Blumenthal Backs Tax-Saving Investment Accounts for Manufacturers

Senator says manufacturers could save pre-tax money and spend it on their businesses later at a lower tax rate, like a retirement account.

Allowing companies to channel profits back into their business through Manufacturers’ Reinvestment Accounts (MRAs) could help revive the nation’s manufacturing industry, according to U.S. Sen. Richard Blumenthal.

Blumenthal (D-CT) visited Air Handling Systems, a small manufacturing company in Woodbridge, Thursday to help develop a strategy for passing legislation for allowing the MRAs.

He and Air Handling Systems President Jamison Scott said MRAs are similar to IRAs, Individual Retirement Accounts, which allow people to save pre-tax income to create a retirement nest egg.
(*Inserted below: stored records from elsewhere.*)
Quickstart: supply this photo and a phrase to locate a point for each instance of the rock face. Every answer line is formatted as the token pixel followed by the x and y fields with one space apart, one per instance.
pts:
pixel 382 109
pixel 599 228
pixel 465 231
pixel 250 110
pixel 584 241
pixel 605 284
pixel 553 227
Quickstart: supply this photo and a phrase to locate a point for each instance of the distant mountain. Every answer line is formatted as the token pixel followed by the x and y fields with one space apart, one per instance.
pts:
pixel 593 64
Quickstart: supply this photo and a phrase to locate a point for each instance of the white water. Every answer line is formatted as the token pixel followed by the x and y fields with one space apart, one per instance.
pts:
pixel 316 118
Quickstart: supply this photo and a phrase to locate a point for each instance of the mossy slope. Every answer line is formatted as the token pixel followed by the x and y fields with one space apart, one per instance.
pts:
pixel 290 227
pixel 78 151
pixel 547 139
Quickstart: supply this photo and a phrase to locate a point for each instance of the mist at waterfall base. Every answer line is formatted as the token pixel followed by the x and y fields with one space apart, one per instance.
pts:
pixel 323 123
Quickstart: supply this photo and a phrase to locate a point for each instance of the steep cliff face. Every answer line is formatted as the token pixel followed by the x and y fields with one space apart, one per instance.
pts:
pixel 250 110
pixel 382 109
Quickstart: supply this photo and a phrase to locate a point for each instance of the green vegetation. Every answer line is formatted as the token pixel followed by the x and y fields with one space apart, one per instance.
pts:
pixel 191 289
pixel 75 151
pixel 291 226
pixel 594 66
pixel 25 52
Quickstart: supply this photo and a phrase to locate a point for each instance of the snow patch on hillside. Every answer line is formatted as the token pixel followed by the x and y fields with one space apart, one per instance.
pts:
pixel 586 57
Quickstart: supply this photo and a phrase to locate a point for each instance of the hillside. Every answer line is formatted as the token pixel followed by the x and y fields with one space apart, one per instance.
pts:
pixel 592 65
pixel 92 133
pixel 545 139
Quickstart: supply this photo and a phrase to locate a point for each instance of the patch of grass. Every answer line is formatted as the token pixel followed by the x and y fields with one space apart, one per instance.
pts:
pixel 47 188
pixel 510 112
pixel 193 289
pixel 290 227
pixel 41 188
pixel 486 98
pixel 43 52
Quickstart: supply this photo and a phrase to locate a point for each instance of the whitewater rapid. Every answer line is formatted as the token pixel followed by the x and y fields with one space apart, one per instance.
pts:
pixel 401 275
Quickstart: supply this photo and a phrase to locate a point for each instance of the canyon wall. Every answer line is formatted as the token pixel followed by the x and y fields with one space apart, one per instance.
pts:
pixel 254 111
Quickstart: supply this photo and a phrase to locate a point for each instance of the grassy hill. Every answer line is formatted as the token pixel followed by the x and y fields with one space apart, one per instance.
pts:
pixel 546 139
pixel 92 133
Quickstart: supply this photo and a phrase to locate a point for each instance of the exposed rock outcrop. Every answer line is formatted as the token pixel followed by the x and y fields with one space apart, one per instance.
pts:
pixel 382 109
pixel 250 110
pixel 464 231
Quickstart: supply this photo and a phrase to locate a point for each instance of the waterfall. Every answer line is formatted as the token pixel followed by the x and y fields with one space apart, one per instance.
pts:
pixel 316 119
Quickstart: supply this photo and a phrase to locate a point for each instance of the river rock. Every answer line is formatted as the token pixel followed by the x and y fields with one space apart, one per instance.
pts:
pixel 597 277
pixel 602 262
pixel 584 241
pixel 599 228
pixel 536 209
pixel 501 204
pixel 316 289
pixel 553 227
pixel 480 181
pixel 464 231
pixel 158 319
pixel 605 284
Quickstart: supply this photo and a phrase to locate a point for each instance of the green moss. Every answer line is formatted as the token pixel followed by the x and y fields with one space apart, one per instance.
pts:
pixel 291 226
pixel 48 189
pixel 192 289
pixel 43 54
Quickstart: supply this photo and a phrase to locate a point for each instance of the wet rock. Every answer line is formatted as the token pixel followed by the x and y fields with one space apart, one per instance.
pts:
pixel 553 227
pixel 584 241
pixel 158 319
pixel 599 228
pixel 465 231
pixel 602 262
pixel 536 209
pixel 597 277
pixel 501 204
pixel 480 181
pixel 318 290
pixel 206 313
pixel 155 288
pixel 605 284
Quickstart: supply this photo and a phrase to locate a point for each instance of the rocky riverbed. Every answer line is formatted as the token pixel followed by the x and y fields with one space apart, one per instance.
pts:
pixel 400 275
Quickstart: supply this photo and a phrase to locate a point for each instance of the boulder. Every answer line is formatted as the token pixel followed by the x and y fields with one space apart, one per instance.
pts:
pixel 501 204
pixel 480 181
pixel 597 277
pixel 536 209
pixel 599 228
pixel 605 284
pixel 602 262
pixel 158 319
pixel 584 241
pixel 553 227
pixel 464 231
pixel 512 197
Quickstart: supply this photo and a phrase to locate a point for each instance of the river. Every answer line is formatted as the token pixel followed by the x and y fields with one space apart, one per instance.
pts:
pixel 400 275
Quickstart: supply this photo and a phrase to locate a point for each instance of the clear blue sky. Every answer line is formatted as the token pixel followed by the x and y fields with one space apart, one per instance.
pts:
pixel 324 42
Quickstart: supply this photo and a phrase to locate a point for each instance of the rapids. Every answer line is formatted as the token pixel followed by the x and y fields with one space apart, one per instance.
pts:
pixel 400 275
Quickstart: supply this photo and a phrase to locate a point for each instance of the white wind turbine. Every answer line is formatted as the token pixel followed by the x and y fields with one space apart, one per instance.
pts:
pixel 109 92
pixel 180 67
But instead of retirement, the MRAs provide businesses a special tax benefit that, according to Scott, would help small businesses compete with foreign competitors.

Manufacturers could save the money for up to seven years, then pay only 15 percent in taxes when they withdraw it to hire or train new employees, buy new machinery or expand their manufacturing operations.

"They pay half the tax they would otherwise," Blumenthal said.

"This is what 'Main Street' needs," said Scott.

So far, he said, much of the economic help from the federal government has benefited Wall Street and big corporations, but MRAs would benefit small manufacturers like his company.

Scott, who is a past president and board of directors member of the New Haven Manufacturer’s Association, said he first heard of MRAs from Hugh McCann, a Bridgeport businessman.

He helped McCann get U.S. Rep. Rosa DeLauro (D-CT) interested in the idea. She introduced a bill in the U.S. House of Representatives last summer but was unable to get it to the floor for a vote.

Blumenthal said he would introduce the bill in the Senate later this month and is optimistic about its prospects. He said passing the bill in the Senate would improve the prospects for passing DeLauro’s bill, even though Republicans control the House.

Blumenthal said it is really not a partisan issue and has much appeal to congressmen and senators from both side of the aisle. It doesn’t involve new spending, only tax cuts, he said.

He also hopes to get the support of national manufacturing associations, which would also help overcome any partisan inertia.

Scott and his father, David E. Scott, the company president, gave Blumenthal a tour of their operation. Air Handling Systems makes ductwork and noise mufflers for controlling dust and fumes in industrial facilities.

They said they previously got much of their business from companies that make wood shelves, cabinets and furniture. Lately they have sold their systems to the U.S. military, including the Navy submarine base in Groton, CT, and Army bases in Iraq and Afghanistan.

The family started the business in 1950 in Stratford, moved it for a time to Bridgeport, and relocated it 21 years ago to Woodbridge. Most of its employees have been with the company for decades.

Scott told Blumenthal that the recession that started in 2007 hit the company hard.

"We cut expenses. We cut everything we could," he said.

Unfortunately, he added, they ended up having to layoff employees.

But Air Handling Systems has recently found customers in South America and Asia. As it expanded its sales into foreign trade, Scott told the senator the company has encountered problems it never had to deal with before, such as China’s currency manipulation that artificially keeps Chinese goods less expensive than American goods.

That is why his company and other small manufacturers need the tax break they would get from the MRAs.

"They need that competitive advantage that other countries give their companies," Blumenthal said.

Robert Chambers June 03, 2011 at 12:37 PM
Blumenthal, doesn't get it. Companies and individuals don't need tax breaks, they need the state to keep its fiscal house in order and keep it there. Don't spend more than you bring in for taxes and don't raise taxes to pay for out of control spending. That's why companies are pulling up their roots and going to more friendly states. Pretty soon all that's going to be left here are state workers, government and their entourage and a few wealthy fortune 500 types in lower Fairfield county to pay for it. How long do you think they will stick around when they are the only ones paying the bills?
Rusty Nail2 June 03, 2011 at 12:50 PM
Most small manufacturing entities are S Corporations and thus have to pay taxes on profits at the individual rates. This is wrong as most small business owners do not remove the profits from the company but invest them back into the business. So, this bill has some merit but saving money for seven years to get the benefit is way to long. If a company puts the money in the account and wants to invest it the following year then they should get the tax benefit on the withdrawal. How is waiting for seven years to get the benefit going to generate any jobs right away? It should also not be for only capital investment but any investment that could drive business such as marketing programs or changes in distribution. Also, the tax rate should be zero not 15% if run through this account. The fact that we have to even do this tells you our entire tax code is destroying the business climate. The state tax code is no better.